Firm unveils new retail series for top-performing global growth fund, reduces minimum investment for private pools
CI Investments (CI) has announced a slew of changes that allow more investors access to certain investment products.
The firm announced that it is offering Series A, Series F, and Series P units for the CI Munro Global Growth Equity Fund. Managed by Melbourne, Australia-based independent investment manager Munro Partners, the fund includes a portfolio of 20 to 40 global companies expected to benefit from sustainable trends in global growth.
“Like every generation before us, we are experiencing large structural changes in the way we live ‒ whether it be in digital transformation, health care innovation or climate change,” said Munro’s Chief Investment Officer Nick Griffin. “At Munro, we seek to identify these changes and the key corporate beneficiaries in a concentrated portfolio to achieve superior investment returns for our clients.”
Until recently, the fund had been available only to institutional investors since its January 2019 inception. Over that time, it has achieved an average annual return of 30.6% as at July 31, handily beating the 12.6% return of its benchmark MSCI ACWI index.

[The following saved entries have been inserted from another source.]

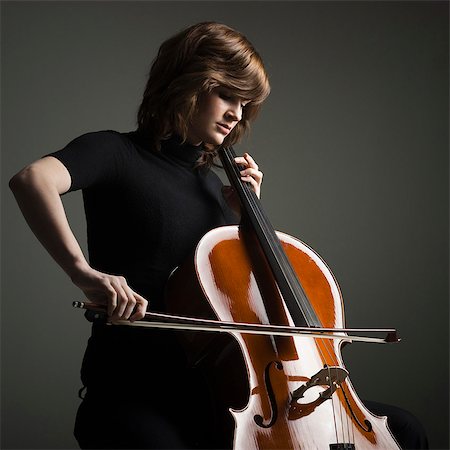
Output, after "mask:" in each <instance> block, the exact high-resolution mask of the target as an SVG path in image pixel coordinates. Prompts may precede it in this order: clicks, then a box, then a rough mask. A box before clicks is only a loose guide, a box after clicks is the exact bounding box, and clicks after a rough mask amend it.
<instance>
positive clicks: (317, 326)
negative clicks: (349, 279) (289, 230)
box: [219, 147, 321, 327]
mask: <svg viewBox="0 0 450 450" xmlns="http://www.w3.org/2000/svg"><path fill="white" fill-rule="evenodd" d="M219 156H220V159H221V161H222V165H223V168H224V169H225V172H226V174H227V176H228V179H229V180H230V183H231V185H232V186H233V188H234V190H235V191H236V193H237V195H238V197H239V200H240V203H241V208H242V216H243V217H246V218H247V219H248V220H247V222H248V223H249V224H250V226H251V228H252V230H253V231H254V233H255V235H256V237H257V240H258V242H259V244H260V246H261V249H262V251H263V253H264V255H265V257H266V259H267V262H268V265H269V266H270V268H271V271H272V273H273V276H274V278H275V280H276V282H277V285H278V288H279V290H280V292H281V295H282V296H283V299H284V301H285V303H286V306H287V308H288V310H289V313H290V315H291V317H292V319H293V321H294V324H295V326H297V327H301V326H307V327H320V326H321V323H320V321H319V319H318V317H317V315H316V313H315V311H314V309H313V308H312V306H311V303H310V301H309V300H308V297H307V296H306V293H305V291H304V289H303V287H302V286H301V284H300V281H299V280H298V278H297V276H296V274H295V272H294V269H293V267H292V265H291V263H290V261H289V259H288V257H287V255H286V253H285V252H284V249H283V247H282V245H281V242H280V240H279V239H278V236H277V234H276V232H275V230H274V228H273V227H272V225H271V223H270V221H269V219H268V217H267V215H266V213H265V212H264V210H263V208H262V206H261V202H260V201H259V198H258V197H257V196H256V194H255V192H254V191H253V190H252V189H251V188H250V185H249V183H243V182H242V181H241V178H240V174H239V171H240V168H239V167H238V166H237V165H236V163H235V162H234V158H235V156H236V155H235V153H234V150H233V148H231V147H230V148H224V147H222V148H221V149H220V150H219Z"/></svg>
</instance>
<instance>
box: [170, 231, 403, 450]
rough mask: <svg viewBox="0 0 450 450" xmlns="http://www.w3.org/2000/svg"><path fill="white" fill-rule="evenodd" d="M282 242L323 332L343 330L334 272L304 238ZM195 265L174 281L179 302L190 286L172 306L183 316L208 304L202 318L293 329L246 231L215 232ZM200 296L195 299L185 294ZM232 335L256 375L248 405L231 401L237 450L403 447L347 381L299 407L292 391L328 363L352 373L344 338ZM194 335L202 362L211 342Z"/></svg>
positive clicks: (331, 365)
mask: <svg viewBox="0 0 450 450" xmlns="http://www.w3.org/2000/svg"><path fill="white" fill-rule="evenodd" d="M277 235H278V237H279V239H280V241H281V242H282V245H283V248H284V250H285V252H286V254H287V256H288V258H289V260H290V262H291V264H292V266H293V268H294V270H295V273H296V274H297V277H298V279H299V281H300V283H301V285H302V287H303V289H304V291H305V293H306V295H307V297H308V299H309V300H310V303H311V305H312V306H313V308H314V311H315V313H316V315H317V316H318V317H319V319H320V322H321V324H322V326H323V327H333V328H343V327H344V311H343V302H342V297H341V293H340V290H339V287H338V285H337V283H336V280H335V278H334V276H333V274H332V273H331V271H330V270H329V268H328V267H327V266H326V264H325V263H324V262H323V261H322V259H321V258H320V257H319V256H318V255H317V254H316V253H315V252H314V251H313V250H312V249H310V248H309V247H308V246H307V245H305V244H304V243H302V242H301V241H299V240H297V239H295V238H293V237H291V236H288V235H286V234H283V233H277ZM192 263H193V265H192V266H189V264H187V266H186V267H182V268H180V270H179V272H178V274H176V277H175V278H174V280H173V282H172V283H171V284H170V286H171V289H169V292H168V293H169V295H170V297H172V299H174V298H178V299H179V298H180V297H179V294H180V286H181V285H182V286H183V289H182V290H183V292H184V293H185V296H184V298H185V301H184V302H183V301H175V300H174V301H173V304H172V308H173V311H174V312H178V313H186V312H190V311H191V307H192V306H193V305H192V304H190V303H191V302H192V303H197V302H198V299H199V298H200V297H203V298H204V300H203V302H199V303H200V304H201V306H200V305H199V304H196V305H195V307H194V310H196V311H197V313H198V314H199V316H200V317H211V316H212V315H215V316H217V318H219V319H220V320H224V321H239V322H247V323H263V324H268V323H272V324H277V325H293V324H292V319H291V318H290V315H289V312H288V311H287V310H286V308H285V305H284V303H283V301H282V299H281V295H280V292H279V290H278V288H277V286H276V284H275V282H274V281H273V277H272V276H271V271H270V268H269V266H268V264H267V263H266V261H265V258H264V257H263V255H262V254H261V250H260V248H259V246H258V244H257V243H256V242H255V241H254V240H253V238H252V236H251V235H246V234H243V233H242V231H240V229H239V227H237V226H229V227H221V228H217V229H215V230H212V231H211V232H209V233H207V234H206V235H205V236H204V237H203V239H202V240H201V241H200V243H199V244H198V246H197V249H196V252H195V258H194V261H192ZM188 278H189V279H191V278H194V279H195V280H194V281H192V280H191V281H187V279H188ZM182 279H184V280H185V281H183V282H181V280H182ZM180 282H181V283H180ZM196 283H198V285H196ZM175 286H178V287H175ZM177 290H178V292H177ZM191 290H192V292H193V293H194V294H193V295H192V296H189V295H188V296H187V297H186V293H187V292H189V291H191ZM188 297H189V299H188ZM208 305H209V307H208ZM269 316H270V319H269ZM232 334H233V336H234V339H235V340H236V341H237V343H238V345H239V347H240V351H241V352H242V355H243V361H244V367H245V369H241V372H240V373H241V374H242V373H244V374H246V376H247V377H248V381H247V383H248V384H247V391H246V392H247V395H246V397H247V398H246V399H245V401H244V402H242V399H241V401H240V405H239V407H238V408H236V406H235V405H236V403H234V404H233V403H230V405H232V406H233V407H234V409H233V408H232V409H231V414H232V415H233V417H234V420H235V433H234V448H236V449H246V450H247V449H248V450H250V449H307V450H310V449H323V450H326V449H329V448H330V447H329V446H330V444H335V443H346V444H348V443H353V444H354V445H355V448H356V449H358V450H359V449H398V448H399V447H398V445H397V444H396V442H395V440H394V439H393V437H392V435H391V433H390V431H389V430H388V428H387V426H386V419H385V418H379V417H376V416H374V415H372V414H371V413H370V412H369V411H368V410H367V409H366V408H365V407H364V405H363V404H362V402H361V401H360V400H359V398H358V397H357V395H356V393H355V391H354V389H353V387H352V385H351V382H350V380H349V379H348V378H347V380H346V381H344V383H343V384H342V385H341V386H342V389H338V390H337V391H336V392H335V393H334V394H333V395H332V398H331V399H329V400H326V401H323V400H321V399H320V398H319V393H320V392H323V391H324V390H325V389H326V386H318V387H314V388H312V389H309V390H308V391H307V392H306V393H305V398H303V399H299V400H297V401H292V400H291V394H292V392H293V391H294V390H296V389H297V388H299V387H300V386H302V385H303V384H304V383H305V382H306V381H308V380H309V379H310V378H311V377H312V376H313V375H315V374H316V373H317V372H319V371H320V370H321V369H322V368H323V367H324V365H328V366H339V367H342V368H345V366H344V363H343V361H342V359H341V356H340V346H341V341H339V340H331V339H321V338H309V337H295V338H291V337H270V336H260V335H251V334H240V333H232ZM187 336H190V339H191V340H192V341H197V344H198V343H200V345H197V347H196V348H197V350H196V352H197V354H196V356H197V357H198V355H201V354H202V351H203V350H204V349H205V348H208V346H209V347H211V345H210V343H211V337H210V336H209V337H205V336H204V335H203V336H201V337H200V336H198V335H196V334H189V333H188V334H187ZM188 339H189V338H188ZM199 348H200V349H201V350H198V349H199ZM193 359H195V358H193ZM237 364H239V363H237ZM222 369H223V370H227V367H223V368H222ZM222 369H221V370H222ZM228 370H230V371H232V370H233V368H232V367H228ZM244 370H245V372H244ZM271 391H273V393H271ZM344 393H345V395H344ZM227 395H228V394H227ZM229 395H230V396H232V395H233V394H232V393H230V394H229ZM240 395H241V396H242V393H241V394H240ZM225 397H226V395H225ZM349 405H350V406H349ZM258 417H259V418H258ZM367 420H368V421H369V422H370V424H371V425H370V427H371V428H372V429H371V430H369V431H366V430H364V429H363V427H364V428H367V425H366V424H365V423H366V422H365V421H367ZM358 423H359V424H361V425H362V426H360V425H359V424H358Z"/></svg>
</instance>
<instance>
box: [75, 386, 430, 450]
mask: <svg viewBox="0 0 450 450" xmlns="http://www.w3.org/2000/svg"><path fill="white" fill-rule="evenodd" d="M186 400H187V398H186V396H185V395H183V392H182V391H181V392H180V396H179V400H178V401H177V402H176V403H171V404H169V405H164V406H158V407H157V408H155V407H154V406H151V403H150V404H149V403H147V402H142V401H140V400H139V399H120V398H109V399H105V398H104V399H90V398H89V397H87V398H86V399H85V400H83V402H82V404H81V405H80V408H79V410H78V414H77V419H76V425H75V437H76V438H77V440H78V443H79V445H80V448H82V449H117V448H121V449H138V448H139V449H140V448H145V449H188V448H213V446H214V447H216V448H229V447H230V444H231V439H230V440H229V441H228V442H226V443H224V444H221V443H220V441H219V442H217V436H214V435H212V432H213V429H214V427H213V423H212V422H213V417H208V416H206V417H198V416H196V417H194V416H193V415H191V417H190V416H189V414H190V413H189V408H190V407H191V404H189V402H186ZM364 403H365V405H366V407H367V408H368V409H369V410H370V411H372V412H373V413H374V414H376V415H380V416H387V417H388V425H389V427H390V429H391V431H392V433H393V434H394V436H395V438H396V439H397V441H398V442H399V444H400V446H401V448H402V449H427V448H428V441H427V436H426V433H425V430H424V428H423V427H422V425H421V423H420V422H419V421H418V420H417V418H416V417H414V416H413V415H412V414H411V413H409V412H408V411H405V410H404V409H401V408H398V407H395V406H391V405H385V404H381V403H376V402H371V401H365V402H364ZM175 411H178V412H179V413H178V415H177V414H176V413H175V414H174V412H175ZM186 414H187V417H186ZM230 438H231V436H230ZM211 443H214V444H213V445H212V444H211Z"/></svg>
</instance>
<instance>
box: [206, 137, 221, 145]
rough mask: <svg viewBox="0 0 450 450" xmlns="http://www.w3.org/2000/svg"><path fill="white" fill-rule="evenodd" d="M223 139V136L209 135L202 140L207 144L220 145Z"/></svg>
mask: <svg viewBox="0 0 450 450" xmlns="http://www.w3.org/2000/svg"><path fill="white" fill-rule="evenodd" d="M224 140H225V136H209V137H208V138H207V139H205V140H204V141H203V142H204V143H205V144H209V145H222V144H223V141H224Z"/></svg>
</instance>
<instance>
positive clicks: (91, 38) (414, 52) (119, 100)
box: [2, 1, 449, 448]
mask: <svg viewBox="0 0 450 450" xmlns="http://www.w3.org/2000/svg"><path fill="white" fill-rule="evenodd" d="M203 20H216V21H221V22H225V23H227V24H229V25H231V26H233V27H235V28H237V29H239V30H241V31H243V32H244V33H245V34H247V36H248V37H249V38H250V40H252V41H253V43H254V44H255V46H256V47H257V48H258V50H259V51H260V53H261V54H262V56H263V57H264V59H265V62H266V64H267V69H268V71H269V72H270V76H271V83H272V88H273V90H272V94H271V96H270V98H269V99H268V100H267V103H266V105H265V108H264V110H263V112H262V114H261V116H260V119H259V121H258V122H257V123H256V124H255V126H254V127H253V133H252V135H251V138H250V139H249V140H248V141H247V142H246V143H245V145H242V146H240V150H241V151H243V150H244V149H245V150H248V151H249V152H250V153H252V154H253V155H254V157H255V158H256V159H257V161H258V163H259V164H260V166H261V167H262V169H263V170H264V172H265V179H264V188H263V198H262V199H263V204H264V206H265V208H266V209H267V212H268V213H269V215H270V217H271V218H272V220H273V223H274V226H275V227H276V228H277V229H280V230H282V231H285V232H288V233H289V234H292V235H294V236H297V237H299V238H300V239H302V240H304V241H305V242H307V243H308V244H309V245H311V246H312V247H313V248H314V249H315V250H316V251H318V252H319V253H320V254H321V255H322V257H323V258H324V259H325V260H326V261H327V263H328V264H329V266H330V267H331V269H332V270H333V272H334V274H335V275H336V277H337V279H338V281H339V283H340V286H341V288H342V291H343V295H344V300H345V306H346V317H347V324H348V325H349V326H352V327H363V326H364V327H366V326H367V327H379V326H395V327H397V328H398V329H399V331H400V333H401V335H402V337H403V341H402V343H401V344H399V345H393V346H383V345H374V344H358V343H355V344H353V345H352V346H349V347H347V348H346V349H345V351H344V358H345V360H346V364H347V367H348V368H349V370H350V373H351V378H352V381H353V383H354V385H355V387H356V389H357V392H358V393H359V395H360V396H361V397H362V398H368V399H373V400H378V401H381V402H387V403H391V404H395V405H398V406H401V407H404V408H406V409H408V410H410V411H411V412H413V413H414V414H415V415H416V416H418V417H419V418H420V419H421V420H422V421H423V423H424V425H425V427H426V429H427V430H428V433H429V438H430V443H431V446H432V448H448V381H449V377H448V375H449V374H448V356H449V352H448V87H447V84H448V4H447V2H386V3H385V2H339V1H337V2H331V3H329V2H313V3H311V2H276V3H275V2H241V3H234V2H198V3H196V2H179V3H171V2H136V3H133V2H79V3H77V2H74V3H72V2H48V3H44V2H31V3H26V2H12V3H10V2H3V3H2V208H3V209H2V219H3V222H2V233H3V234H2V236H3V239H2V250H3V254H2V256H3V265H2V300H3V302H2V408H3V410H2V422H3V428H2V439H3V442H2V448H74V447H75V446H76V442H75V440H74V438H73V437H72V426H73V421H74V416H75V412H76V408H77V405H78V399H77V395H76V394H77V389H78V388H79V387H80V382H79V377H78V373H79V366H80V363H81V358H82V355H83V350H84V346H85V342H86V340H87V338H88V336H89V327H88V324H87V323H86V322H85V321H84V319H83V317H82V313H81V312H79V311H75V310H72V308H71V302H72V301H73V300H76V299H81V298H82V296H81V295H80V293H79V292H78V291H77V289H76V288H74V287H73V286H72V285H71V283H70V281H69V280H68V279H67V278H66V276H65V275H64V273H63V272H62V271H61V270H60V269H59V268H58V267H57V266H56V265H55V264H54V263H53V262H52V260H51V259H50V257H49V256H48V255H47V254H46V253H45V251H44V250H43V249H42V248H41V247H40V246H39V244H38V243H37V241H36V239H35V238H34V236H33V235H32V234H31V232H30V231H29V230H28V228H27V226H26V224H25V223H24V220H23V218H22V217H21V215H20V213H19V211H18V208H17V207H16V205H15V204H14V201H13V198H12V195H11V193H10V192H9V190H8V189H7V181H8V179H9V178H10V176H12V175H13V174H14V173H15V172H17V171H18V170H19V169H20V168H21V167H23V166H24V165H26V164H27V163H29V162H31V161H32V160H34V159H36V158H39V157H40V156H41V155H43V154H45V153H47V152H50V151H53V150H56V149H59V148H60V147H62V146H63V145H65V144H66V143H67V142H68V141H69V140H71V139H72V138H74V137H76V136H78V135H79V134H81V133H84V132H87V131H93V130H101V129H116V130H119V131H127V130H131V129H133V128H134V124H135V113H136V110H137V106H138V104H139V102H140V98H141V95H142V92H143V87H144V83H145V80H146V75H147V71H148V68H149V65H150V61H151V60H152V59H153V57H154V55H155V52H156V50H157V48H158V46H159V44H160V43H161V42H162V41H163V40H164V39H166V38H167V37H169V36H171V35H172V34H173V33H175V32H177V31H178V30H180V29H182V28H184V27H185V26H188V25H190V24H193V23H196V22H199V21H203ZM65 204H66V207H67V211H68V215H69V218H70V222H71V224H72V226H73V230H74V232H75V234H76V235H77V236H78V237H79V239H80V241H81V242H82V244H83V245H85V240H84V231H85V225H84V216H83V213H82V210H81V207H82V204H81V196H80V194H79V193H75V194H70V195H67V196H66V197H65ZM144 356H145V355H143V357H144ZM118 357H119V358H122V359H123V363H124V364H126V355H119V356H118ZM111 376H112V377H113V376H114V374H111ZM140 389H144V380H129V381H127V382H126V383H118V386H117V392H116V393H112V395H118V396H124V395H125V396H133V397H137V396H139V390H140ZM186 408H188V405H186Z"/></svg>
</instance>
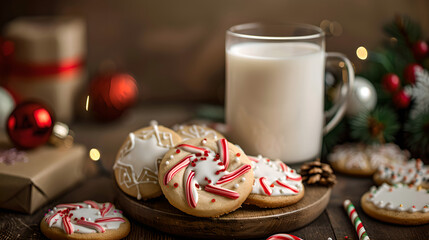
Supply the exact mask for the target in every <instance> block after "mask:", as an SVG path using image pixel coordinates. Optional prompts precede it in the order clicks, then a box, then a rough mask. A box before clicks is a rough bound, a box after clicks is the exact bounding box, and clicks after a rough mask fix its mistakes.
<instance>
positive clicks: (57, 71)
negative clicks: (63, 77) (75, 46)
mask: <svg viewBox="0 0 429 240" xmlns="http://www.w3.org/2000/svg"><path fill="white" fill-rule="evenodd" d="M83 63H84V61H83V60H82V59H81V58H74V59H66V60H62V61H58V62H55V63H20V62H17V61H13V60H11V61H10V62H9V64H10V65H9V66H10V68H9V70H10V71H9V74H10V75H13V76H20V77H31V78H37V77H46V76H51V75H69V74H74V73H76V72H77V71H79V70H80V69H81V68H82V66H83Z"/></svg>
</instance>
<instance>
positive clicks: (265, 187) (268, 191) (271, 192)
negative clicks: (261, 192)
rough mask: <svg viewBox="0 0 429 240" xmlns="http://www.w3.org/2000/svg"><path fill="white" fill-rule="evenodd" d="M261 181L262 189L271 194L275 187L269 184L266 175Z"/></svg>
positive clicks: (266, 192)
mask: <svg viewBox="0 0 429 240" xmlns="http://www.w3.org/2000/svg"><path fill="white" fill-rule="evenodd" d="M259 183H260V184H261V187H262V190H264V192H265V194H267V195H268V196H271V194H272V193H273V189H271V188H270V186H268V184H267V179H266V178H265V177H260V178H259Z"/></svg>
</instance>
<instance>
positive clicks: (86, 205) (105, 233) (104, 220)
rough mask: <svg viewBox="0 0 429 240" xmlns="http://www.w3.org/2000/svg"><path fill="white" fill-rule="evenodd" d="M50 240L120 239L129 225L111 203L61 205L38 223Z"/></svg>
mask: <svg viewBox="0 0 429 240" xmlns="http://www.w3.org/2000/svg"><path fill="white" fill-rule="evenodd" d="M40 230H41V231H42V233H43V234H44V235H45V236H46V237H47V238H49V239H73V240H74V239H76V240H77V239H83V240H98V239H99V240H102V239H122V238H124V237H126V236H127V235H128V233H129V232H130V222H129V221H128V220H127V219H126V218H125V217H124V216H123V215H122V211H120V210H118V209H116V208H115V206H114V205H113V204H112V203H102V204H101V203H97V202H94V201H84V202H83V203H73V204H60V205H57V206H56V207H54V209H52V210H49V211H48V213H47V214H46V215H45V217H44V218H43V219H42V221H41V222H40Z"/></svg>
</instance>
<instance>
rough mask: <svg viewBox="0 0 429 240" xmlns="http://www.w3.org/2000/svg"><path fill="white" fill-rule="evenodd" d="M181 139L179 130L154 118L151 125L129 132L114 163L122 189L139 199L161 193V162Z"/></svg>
mask: <svg viewBox="0 0 429 240" xmlns="http://www.w3.org/2000/svg"><path fill="white" fill-rule="evenodd" d="M179 142H181V137H180V136H179V135H178V134H177V133H176V132H174V131H173V130H171V129H169V128H166V127H163V126H158V124H157V123H156V122H155V121H152V123H151V126H148V127H145V128H142V129H139V130H137V131H135V132H132V133H130V134H129V135H128V137H127V139H126V140H125V142H124V144H123V145H122V147H121V148H120V149H119V152H118V154H117V156H116V162H115V164H114V165H113V169H114V173H115V179H116V182H117V184H118V185H119V188H120V189H121V190H122V191H123V192H125V193H126V194H128V195H130V196H132V197H135V198H137V199H138V200H140V199H144V200H146V199H150V198H155V197H159V196H161V195H162V191H161V188H160V187H159V184H158V166H159V162H160V161H161V159H162V158H163V157H164V154H165V153H166V152H167V151H168V150H169V149H170V148H172V147H174V146H175V145H176V144H178V143H179Z"/></svg>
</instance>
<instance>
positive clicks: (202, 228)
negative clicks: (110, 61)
mask: <svg viewBox="0 0 429 240" xmlns="http://www.w3.org/2000/svg"><path fill="white" fill-rule="evenodd" d="M116 189H117V203H118V205H119V207H120V209H122V210H124V212H125V213H127V215H128V216H130V217H132V218H133V219H134V220H136V221H138V222H141V223H143V224H145V225H148V226H150V227H153V228H155V229H158V230H160V231H162V232H166V233H170V234H173V235H179V236H185V237H191V238H211V239H213V238H217V239H226V238H258V237H268V236H270V235H271V234H274V233H287V232H289V231H293V230H295V229H298V228H300V227H303V226H305V225H307V224H309V223H310V222H312V221H313V220H315V219H316V218H317V217H318V216H319V215H320V214H321V213H322V212H323V210H324V209H325V208H326V206H327V205H328V202H329V197H330V195H331V189H330V188H328V187H322V186H305V191H306V192H305V195H304V198H303V199H301V201H299V202H298V203H296V204H294V205H291V206H288V207H283V208H275V209H262V208H258V207H255V206H249V205H243V206H242V207H241V208H239V209H238V210H236V211H234V212H232V213H229V214H226V215H223V216H221V217H217V218H200V217H194V216H191V215H188V214H185V213H183V212H181V211H180V210H178V209H176V208H174V207H173V206H171V205H170V204H169V203H168V200H167V199H166V198H164V197H159V198H156V199H152V200H148V201H138V200H137V199H135V198H131V197H129V196H128V195H126V194H125V193H123V192H122V191H121V190H120V189H119V188H118V187H116Z"/></svg>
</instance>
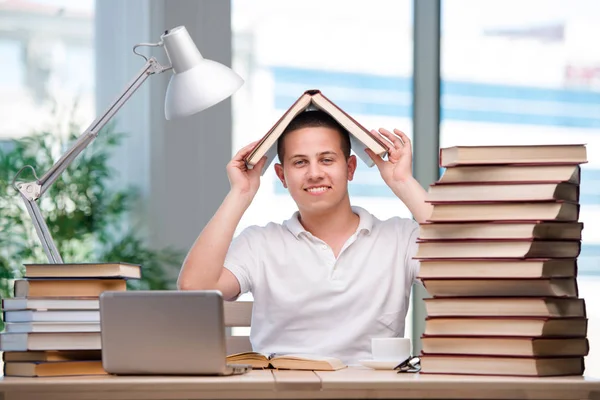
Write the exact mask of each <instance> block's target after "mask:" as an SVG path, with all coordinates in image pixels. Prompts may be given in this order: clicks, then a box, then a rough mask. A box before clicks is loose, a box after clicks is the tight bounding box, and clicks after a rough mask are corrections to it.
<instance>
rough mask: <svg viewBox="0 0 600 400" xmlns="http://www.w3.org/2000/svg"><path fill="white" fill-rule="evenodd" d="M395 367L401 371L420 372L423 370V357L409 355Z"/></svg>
mask: <svg viewBox="0 0 600 400" xmlns="http://www.w3.org/2000/svg"><path fill="white" fill-rule="evenodd" d="M394 369H397V370H398V373H401V372H419V371H420V370H421V359H420V358H419V357H416V356H415V357H408V358H407V359H406V360H404V361H402V362H401V363H400V364H398V365H396V366H395V367H394Z"/></svg>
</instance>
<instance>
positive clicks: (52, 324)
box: [0, 263, 141, 376]
mask: <svg viewBox="0 0 600 400" xmlns="http://www.w3.org/2000/svg"><path fill="white" fill-rule="evenodd" d="M139 278H141V268H140V266H139V265H135V264H127V263H102V264H26V265H25V275H24V279H18V280H16V281H15V284H14V297H12V298H7V299H3V300H2V310H3V316H4V322H5V327H4V332H2V333H1V334H0V350H1V351H2V352H3V354H2V360H3V362H4V375H5V376H63V375H91V374H94V375H95V374H105V371H104V369H103V368H102V354H101V341H100V310H99V308H100V306H99V296H100V294H101V293H102V292H104V291H108V290H110V291H124V290H126V289H127V288H126V280H127V279H139Z"/></svg>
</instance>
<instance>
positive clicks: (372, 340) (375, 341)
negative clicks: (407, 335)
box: [371, 338, 411, 362]
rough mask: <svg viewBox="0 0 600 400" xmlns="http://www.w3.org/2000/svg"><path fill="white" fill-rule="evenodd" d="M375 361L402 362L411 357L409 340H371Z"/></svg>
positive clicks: (397, 338) (395, 338)
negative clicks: (396, 361)
mask: <svg viewBox="0 0 600 400" xmlns="http://www.w3.org/2000/svg"><path fill="white" fill-rule="evenodd" d="M371 352H372V354H373V359H374V360H381V361H398V362H402V361H404V360H406V359H407V358H409V357H410V354H411V346H410V339H409V338H371Z"/></svg>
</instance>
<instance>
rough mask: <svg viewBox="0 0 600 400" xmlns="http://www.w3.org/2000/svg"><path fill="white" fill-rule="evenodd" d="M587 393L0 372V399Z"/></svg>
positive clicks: (381, 381)
mask: <svg viewBox="0 0 600 400" xmlns="http://www.w3.org/2000/svg"><path fill="white" fill-rule="evenodd" d="M292 398H294V399H357V398H386V399H388V398H389V399H393V398H396V399H556V400H557V399H594V400H600V380H598V379H592V378H584V377H563V378H501V377H474V376H443V375H419V374H396V373H394V372H393V371H373V370H370V369H367V368H358V367H357V368H348V369H344V370H341V371H335V372H310V371H269V370H265V371H260V370H256V371H252V372H250V373H249V374H246V375H240V376H231V377H163V376H161V377H117V376H91V377H73V378H64V377H60V378H2V379H0V400H15V399H19V400H32V399H44V400H59V399H60V400H63V399H64V400H69V399H82V400H86V399H113V400H124V399H154V400H157V399H292Z"/></svg>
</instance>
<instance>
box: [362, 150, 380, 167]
mask: <svg viewBox="0 0 600 400" xmlns="http://www.w3.org/2000/svg"><path fill="white" fill-rule="evenodd" d="M365 153H367V155H368V156H369V157H370V158H371V160H373V162H374V163H375V165H376V166H377V168H379V167H381V166H382V165H383V164H384V163H385V161H384V160H383V158H381V157H380V156H379V155H377V154H375V153H373V150H371V149H365Z"/></svg>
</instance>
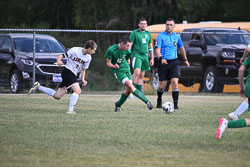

“Munro has an impressive track record of recognizing and capitalizing on key areas of growth in the global economy for the benefit of investors,” said CI Executive Vice-President and Head of Distribution Roy Ratnavel. “This fund is a strong solution for longer-term investors seeking exposure to a global, growth-oriented equity portfolio.”
CI has also announced a reduction to the minimum investment level for its family of CI Private Pools from $100,000 to $25,000 per pool.
With that reduction, a wider base of investors can now access the 21 mandates that span a broad range of asset classes, geographic regions, and investment styles. Each highly focused, the private pools can be mixed and matched to construct tailored portfolios for investors.
Earlier this year, the firm expanded its line-up of private pools with the addition of three global alternative-asset mandates, including one focused on infrastructure, one on REITs, and one on global real assets.